Qu’est-ce qui pourrait redonner du lustre à l’E3 ?
L’E3 a lieu cette année car il y a un contrat qui lie l’organisateur au salon, mais il passe à côté de certains phénomènes comme League of Legends, qui devrait représenter un tiers de la surface en termes d’importance, mais qui n’y sera pas ; à la place, on sait que l’on retrouvera les franchises habituelles. La formule de l’E3 arrive à bout de souffle, il faut la réinventer complètement. Il faut dématérialiser au maximum, ce qui est déjà le cas avec les conférences, mais le faire aussi avec les stands. Il faut changer de lieu, car à Los Angeles, on aura toujours les anciens E3 en mémoire.

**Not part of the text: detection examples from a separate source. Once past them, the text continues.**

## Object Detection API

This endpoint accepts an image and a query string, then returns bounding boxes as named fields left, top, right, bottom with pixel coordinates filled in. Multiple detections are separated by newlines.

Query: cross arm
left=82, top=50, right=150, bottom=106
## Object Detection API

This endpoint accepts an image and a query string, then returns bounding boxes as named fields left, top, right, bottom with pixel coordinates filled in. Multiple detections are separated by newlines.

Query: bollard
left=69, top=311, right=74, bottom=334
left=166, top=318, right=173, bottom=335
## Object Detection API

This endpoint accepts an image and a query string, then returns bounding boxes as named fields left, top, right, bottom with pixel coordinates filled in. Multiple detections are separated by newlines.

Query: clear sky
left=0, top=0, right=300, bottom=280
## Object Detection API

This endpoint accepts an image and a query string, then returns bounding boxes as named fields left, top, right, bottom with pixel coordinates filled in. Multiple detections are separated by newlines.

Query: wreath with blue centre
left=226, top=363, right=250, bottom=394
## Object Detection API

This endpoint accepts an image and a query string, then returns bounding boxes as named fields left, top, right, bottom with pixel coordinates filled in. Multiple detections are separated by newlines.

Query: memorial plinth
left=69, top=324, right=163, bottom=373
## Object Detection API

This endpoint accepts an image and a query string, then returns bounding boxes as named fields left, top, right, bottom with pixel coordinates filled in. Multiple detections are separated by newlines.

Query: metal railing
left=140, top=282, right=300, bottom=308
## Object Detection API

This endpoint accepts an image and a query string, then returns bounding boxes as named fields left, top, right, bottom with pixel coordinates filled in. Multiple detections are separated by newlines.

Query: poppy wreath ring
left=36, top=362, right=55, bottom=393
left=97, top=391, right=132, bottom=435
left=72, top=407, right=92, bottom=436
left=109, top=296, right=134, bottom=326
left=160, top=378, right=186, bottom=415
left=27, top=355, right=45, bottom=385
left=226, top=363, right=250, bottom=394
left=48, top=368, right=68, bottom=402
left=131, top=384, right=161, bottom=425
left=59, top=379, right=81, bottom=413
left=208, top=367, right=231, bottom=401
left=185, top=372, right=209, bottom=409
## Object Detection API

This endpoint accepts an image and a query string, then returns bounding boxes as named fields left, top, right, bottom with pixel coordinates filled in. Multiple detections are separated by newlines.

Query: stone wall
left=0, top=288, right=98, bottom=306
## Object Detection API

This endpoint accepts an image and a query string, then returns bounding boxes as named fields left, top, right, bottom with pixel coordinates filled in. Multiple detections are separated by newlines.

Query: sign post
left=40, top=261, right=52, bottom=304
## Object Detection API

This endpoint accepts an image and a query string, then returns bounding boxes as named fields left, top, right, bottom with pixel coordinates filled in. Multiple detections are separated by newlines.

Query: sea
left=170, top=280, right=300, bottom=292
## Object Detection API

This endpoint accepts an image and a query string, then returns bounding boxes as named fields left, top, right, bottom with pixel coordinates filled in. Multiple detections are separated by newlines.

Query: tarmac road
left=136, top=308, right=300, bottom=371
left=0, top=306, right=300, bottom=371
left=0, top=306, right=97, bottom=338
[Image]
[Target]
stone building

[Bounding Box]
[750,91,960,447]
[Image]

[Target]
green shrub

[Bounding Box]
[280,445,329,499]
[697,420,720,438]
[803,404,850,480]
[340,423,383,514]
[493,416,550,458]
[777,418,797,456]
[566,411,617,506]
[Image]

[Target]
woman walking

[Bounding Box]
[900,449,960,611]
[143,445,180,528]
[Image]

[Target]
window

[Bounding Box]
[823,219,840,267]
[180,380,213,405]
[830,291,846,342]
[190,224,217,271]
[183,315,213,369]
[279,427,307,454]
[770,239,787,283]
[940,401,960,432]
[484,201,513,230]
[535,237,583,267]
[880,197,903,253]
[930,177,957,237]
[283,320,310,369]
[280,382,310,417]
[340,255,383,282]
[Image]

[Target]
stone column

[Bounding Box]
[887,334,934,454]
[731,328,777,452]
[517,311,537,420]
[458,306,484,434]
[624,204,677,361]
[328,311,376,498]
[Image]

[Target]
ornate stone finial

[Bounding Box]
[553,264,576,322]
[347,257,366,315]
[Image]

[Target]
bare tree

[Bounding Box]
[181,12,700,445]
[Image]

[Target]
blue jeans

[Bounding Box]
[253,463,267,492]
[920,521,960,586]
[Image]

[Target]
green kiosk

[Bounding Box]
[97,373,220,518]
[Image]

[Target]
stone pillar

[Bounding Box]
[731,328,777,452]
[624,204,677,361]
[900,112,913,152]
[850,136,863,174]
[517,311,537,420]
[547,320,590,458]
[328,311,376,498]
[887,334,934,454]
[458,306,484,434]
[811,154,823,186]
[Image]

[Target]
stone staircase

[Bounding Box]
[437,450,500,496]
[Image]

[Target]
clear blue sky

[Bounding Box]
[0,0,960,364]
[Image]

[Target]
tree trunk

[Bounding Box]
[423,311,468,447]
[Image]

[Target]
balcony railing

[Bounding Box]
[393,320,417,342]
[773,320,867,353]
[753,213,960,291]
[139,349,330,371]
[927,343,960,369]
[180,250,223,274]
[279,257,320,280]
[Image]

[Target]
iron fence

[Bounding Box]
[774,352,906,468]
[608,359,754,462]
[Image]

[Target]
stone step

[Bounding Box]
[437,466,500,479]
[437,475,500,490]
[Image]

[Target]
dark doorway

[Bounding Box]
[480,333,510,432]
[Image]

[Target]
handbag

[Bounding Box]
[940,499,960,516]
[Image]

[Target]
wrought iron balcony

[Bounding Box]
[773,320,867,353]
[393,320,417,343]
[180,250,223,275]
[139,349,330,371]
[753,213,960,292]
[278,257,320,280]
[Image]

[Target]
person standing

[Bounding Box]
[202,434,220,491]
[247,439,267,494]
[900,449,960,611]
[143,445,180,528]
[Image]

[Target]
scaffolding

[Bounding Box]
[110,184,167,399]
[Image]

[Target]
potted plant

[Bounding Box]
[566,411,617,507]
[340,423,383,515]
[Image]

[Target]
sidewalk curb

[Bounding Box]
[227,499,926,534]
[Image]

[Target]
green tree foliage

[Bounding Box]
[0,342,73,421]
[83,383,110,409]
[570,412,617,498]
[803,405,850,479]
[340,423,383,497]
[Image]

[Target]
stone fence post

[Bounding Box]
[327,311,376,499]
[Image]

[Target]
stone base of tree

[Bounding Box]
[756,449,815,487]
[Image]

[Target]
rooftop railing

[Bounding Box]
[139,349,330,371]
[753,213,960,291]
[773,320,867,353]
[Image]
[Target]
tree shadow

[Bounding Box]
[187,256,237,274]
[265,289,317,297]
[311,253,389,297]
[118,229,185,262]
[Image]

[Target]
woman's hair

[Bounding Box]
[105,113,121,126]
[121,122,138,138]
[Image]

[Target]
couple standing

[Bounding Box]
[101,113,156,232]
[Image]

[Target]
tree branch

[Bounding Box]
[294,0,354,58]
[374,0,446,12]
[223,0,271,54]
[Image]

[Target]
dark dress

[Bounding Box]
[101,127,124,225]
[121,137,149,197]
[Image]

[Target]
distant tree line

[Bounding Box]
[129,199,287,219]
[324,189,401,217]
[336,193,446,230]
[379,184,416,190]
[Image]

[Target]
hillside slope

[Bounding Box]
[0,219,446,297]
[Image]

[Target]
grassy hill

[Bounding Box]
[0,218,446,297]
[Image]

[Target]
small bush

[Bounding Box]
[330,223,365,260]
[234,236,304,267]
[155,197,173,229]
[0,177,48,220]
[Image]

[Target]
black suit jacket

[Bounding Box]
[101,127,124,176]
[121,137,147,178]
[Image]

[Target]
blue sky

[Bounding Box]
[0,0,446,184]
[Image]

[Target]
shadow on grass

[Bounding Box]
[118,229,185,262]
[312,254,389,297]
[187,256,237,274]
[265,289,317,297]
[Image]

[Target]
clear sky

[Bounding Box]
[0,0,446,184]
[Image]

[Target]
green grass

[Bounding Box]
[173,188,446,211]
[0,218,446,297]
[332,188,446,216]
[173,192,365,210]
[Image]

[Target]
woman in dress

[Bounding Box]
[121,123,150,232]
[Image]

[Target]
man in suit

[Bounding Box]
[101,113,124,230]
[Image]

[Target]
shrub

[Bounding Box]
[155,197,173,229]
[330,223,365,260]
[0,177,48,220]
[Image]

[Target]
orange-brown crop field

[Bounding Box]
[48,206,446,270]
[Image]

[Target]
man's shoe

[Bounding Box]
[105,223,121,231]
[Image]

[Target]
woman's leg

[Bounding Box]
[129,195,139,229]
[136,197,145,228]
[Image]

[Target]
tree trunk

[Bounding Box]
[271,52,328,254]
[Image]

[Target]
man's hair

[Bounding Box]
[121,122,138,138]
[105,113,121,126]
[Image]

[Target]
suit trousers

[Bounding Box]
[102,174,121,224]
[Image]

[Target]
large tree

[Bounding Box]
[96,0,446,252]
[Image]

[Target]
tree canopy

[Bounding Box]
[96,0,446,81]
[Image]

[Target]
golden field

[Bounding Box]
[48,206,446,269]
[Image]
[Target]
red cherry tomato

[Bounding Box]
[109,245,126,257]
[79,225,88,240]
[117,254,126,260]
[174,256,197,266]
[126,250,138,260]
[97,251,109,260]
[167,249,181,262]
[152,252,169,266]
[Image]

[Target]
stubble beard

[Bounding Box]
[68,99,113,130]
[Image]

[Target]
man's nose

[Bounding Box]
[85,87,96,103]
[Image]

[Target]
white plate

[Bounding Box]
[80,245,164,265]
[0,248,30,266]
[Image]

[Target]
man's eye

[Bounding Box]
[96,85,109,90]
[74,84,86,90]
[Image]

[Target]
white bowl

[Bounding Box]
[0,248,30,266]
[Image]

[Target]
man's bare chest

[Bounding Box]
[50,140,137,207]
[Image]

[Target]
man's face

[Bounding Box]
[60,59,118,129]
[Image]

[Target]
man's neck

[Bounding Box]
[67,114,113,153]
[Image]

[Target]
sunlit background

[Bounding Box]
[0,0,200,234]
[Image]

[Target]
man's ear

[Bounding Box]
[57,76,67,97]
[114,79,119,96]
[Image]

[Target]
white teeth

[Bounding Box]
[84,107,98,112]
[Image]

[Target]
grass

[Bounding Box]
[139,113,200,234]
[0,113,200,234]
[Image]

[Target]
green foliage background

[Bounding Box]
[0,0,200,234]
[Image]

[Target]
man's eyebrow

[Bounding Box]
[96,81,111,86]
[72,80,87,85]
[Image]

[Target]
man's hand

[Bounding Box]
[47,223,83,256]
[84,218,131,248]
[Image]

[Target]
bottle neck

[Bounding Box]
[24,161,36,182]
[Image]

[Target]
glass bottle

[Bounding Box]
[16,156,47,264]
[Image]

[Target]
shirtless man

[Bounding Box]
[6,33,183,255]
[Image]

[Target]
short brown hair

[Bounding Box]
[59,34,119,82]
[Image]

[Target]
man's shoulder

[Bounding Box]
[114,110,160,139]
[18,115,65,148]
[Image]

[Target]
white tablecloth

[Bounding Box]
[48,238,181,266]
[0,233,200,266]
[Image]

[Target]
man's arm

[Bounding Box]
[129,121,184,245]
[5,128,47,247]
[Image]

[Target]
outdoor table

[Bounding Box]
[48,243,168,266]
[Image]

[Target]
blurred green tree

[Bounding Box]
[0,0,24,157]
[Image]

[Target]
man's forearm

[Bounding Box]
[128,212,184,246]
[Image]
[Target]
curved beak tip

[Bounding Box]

Il faudrait aussi ouvrir le salon aux éditeurs mobiles coréens, japonais et bien sûr chinois. Je me demande si une fusion avec le CES ne serait pas la meilleure solution. D’un point de vue technologique, ils ont beaucoup en commun : tout ce qui s’y montre s’affiche sur un écran. Et je ne vois pas comment, dans le monde du jeu vidéo, on peut se passer d’un Cisco et de ses plans d’avenir sur dix ans.
Vous parlez de formule vieillissante, mais la conférence de Sony l’an passé était très réussie.
Tout à fait. La conférence de Sony l’an dernier, c’est la meilleure conférence de l’histoire. Ils sont arrivés avec deux, trois bons jeux sortis de nulle part, comme Horizon : Zero Dawn, qui est très beau, puis ils nous ont fait un tour de maître Jedi avec Final Fantasy VII, Shenmue III et The Last Guardian. Les journalistes pleuraient ! On m’a rapporté qu’un employé de PlayStation Allemagne s’est même évanoui.
C’est la spécificité de l’E3 actuel : comme on est dans l’instantané, il faut jouer sur l’émotionnel. Même si, d’un point de vue commercial, ces jeux ne sont pas les piliers de l’industrie de demain. Mais Final Fantasy VII, Shenmue III et The Last Guardian, cela vend du rêve, et l’objectif de l’E3, c’est ça. Mais Sony a placé la barre tellement haut l’an passé que ce sera difficile de faire mieux.